Naturalmente non è questo il luogo per una critica della ragione cinematografica, ma quando mi chiedi di consigliare un film, mi domando se la risposta che posso fornire ad un ventenne sia la stessa di un cinquantenne, indipendentemente dalla qualità oggettiva del prodotto e dal soggetto proposto.

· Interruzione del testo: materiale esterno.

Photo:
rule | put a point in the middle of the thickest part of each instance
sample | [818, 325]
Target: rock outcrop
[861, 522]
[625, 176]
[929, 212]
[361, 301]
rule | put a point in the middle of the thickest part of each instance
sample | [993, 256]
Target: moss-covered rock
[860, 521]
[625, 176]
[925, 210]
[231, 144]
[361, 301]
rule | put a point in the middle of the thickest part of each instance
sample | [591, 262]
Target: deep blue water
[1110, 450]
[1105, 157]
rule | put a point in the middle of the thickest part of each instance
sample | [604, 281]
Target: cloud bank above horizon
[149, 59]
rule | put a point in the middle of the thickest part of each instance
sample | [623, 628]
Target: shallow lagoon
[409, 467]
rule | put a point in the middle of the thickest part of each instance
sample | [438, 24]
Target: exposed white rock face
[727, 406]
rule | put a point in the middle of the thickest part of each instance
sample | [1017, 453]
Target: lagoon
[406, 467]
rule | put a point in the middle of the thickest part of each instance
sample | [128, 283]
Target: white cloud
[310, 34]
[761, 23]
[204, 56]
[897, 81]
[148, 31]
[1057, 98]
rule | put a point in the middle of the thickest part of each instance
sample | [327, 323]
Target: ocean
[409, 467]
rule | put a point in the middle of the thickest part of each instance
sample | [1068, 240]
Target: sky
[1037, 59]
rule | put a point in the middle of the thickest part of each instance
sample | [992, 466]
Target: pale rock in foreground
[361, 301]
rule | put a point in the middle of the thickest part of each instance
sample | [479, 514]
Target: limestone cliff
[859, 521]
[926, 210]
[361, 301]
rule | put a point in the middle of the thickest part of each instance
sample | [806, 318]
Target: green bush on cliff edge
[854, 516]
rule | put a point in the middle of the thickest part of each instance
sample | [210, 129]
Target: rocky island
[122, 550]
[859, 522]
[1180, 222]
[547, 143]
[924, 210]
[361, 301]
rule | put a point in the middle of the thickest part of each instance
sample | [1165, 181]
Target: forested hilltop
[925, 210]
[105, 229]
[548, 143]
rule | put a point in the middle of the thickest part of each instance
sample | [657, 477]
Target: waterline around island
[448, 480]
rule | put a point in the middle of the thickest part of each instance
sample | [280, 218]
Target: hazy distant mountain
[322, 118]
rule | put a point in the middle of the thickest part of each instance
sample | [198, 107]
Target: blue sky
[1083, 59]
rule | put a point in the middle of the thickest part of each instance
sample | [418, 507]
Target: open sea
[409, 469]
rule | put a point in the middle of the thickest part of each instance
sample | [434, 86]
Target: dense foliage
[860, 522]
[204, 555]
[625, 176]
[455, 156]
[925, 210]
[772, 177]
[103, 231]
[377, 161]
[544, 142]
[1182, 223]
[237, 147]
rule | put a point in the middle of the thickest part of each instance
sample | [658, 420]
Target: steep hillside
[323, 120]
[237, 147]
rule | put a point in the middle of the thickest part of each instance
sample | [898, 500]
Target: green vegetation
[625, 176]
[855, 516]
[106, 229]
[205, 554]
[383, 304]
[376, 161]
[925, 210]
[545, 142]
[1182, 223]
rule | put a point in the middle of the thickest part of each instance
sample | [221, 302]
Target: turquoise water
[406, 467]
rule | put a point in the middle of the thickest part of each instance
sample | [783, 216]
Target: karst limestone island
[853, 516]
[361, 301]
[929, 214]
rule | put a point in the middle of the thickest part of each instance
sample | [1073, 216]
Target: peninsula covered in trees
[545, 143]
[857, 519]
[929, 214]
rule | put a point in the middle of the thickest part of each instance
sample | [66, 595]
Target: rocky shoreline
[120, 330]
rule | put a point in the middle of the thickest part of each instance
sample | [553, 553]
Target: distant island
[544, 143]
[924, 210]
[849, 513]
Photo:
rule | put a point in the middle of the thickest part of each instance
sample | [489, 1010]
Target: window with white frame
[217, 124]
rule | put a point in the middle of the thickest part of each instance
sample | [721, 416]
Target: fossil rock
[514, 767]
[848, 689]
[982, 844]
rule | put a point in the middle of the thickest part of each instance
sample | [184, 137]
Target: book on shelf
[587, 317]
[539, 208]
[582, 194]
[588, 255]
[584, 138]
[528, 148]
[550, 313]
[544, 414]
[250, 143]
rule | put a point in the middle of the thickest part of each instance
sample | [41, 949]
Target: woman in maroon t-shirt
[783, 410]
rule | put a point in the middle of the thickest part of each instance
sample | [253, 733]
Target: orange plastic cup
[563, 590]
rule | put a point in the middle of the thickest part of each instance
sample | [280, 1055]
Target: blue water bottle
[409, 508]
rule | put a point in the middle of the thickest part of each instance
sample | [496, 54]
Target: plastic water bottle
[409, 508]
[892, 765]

Provo comunque ad accettare la sfida, suggerendo un docu-film, e un lungometraggio:
– “Silenzi e parole” di Peter Marcias, docu-film italiano del 2017. Lo svolgimento segue le vicende di due comunità apparentemente distanti tra loro, quella dei frati cappuccini del convento di S. Ignazio di Cagliari, e l’associazione ARC, attiva per difendere i diritti della comunità LGBTQ. Il regista li riprende impegnati gli uni nelle settimane di Quaresima, gli altri nella Queeresima, evidenziando che l’aiuto verso chi è in difficoltà non ha steccati ideologici.
– Molto particolare è “Madre amadissima”, film spagnolo di Pilar Tavora datato 2009: Alfredo, un uomo maturo e omosessuale, mentre decora un’immagine della Vergine per la processione, le confida trent’anni di vita; e dell’amore smisurato nei confronti della madre, che, per analogia, la Vergine non può non comprendere.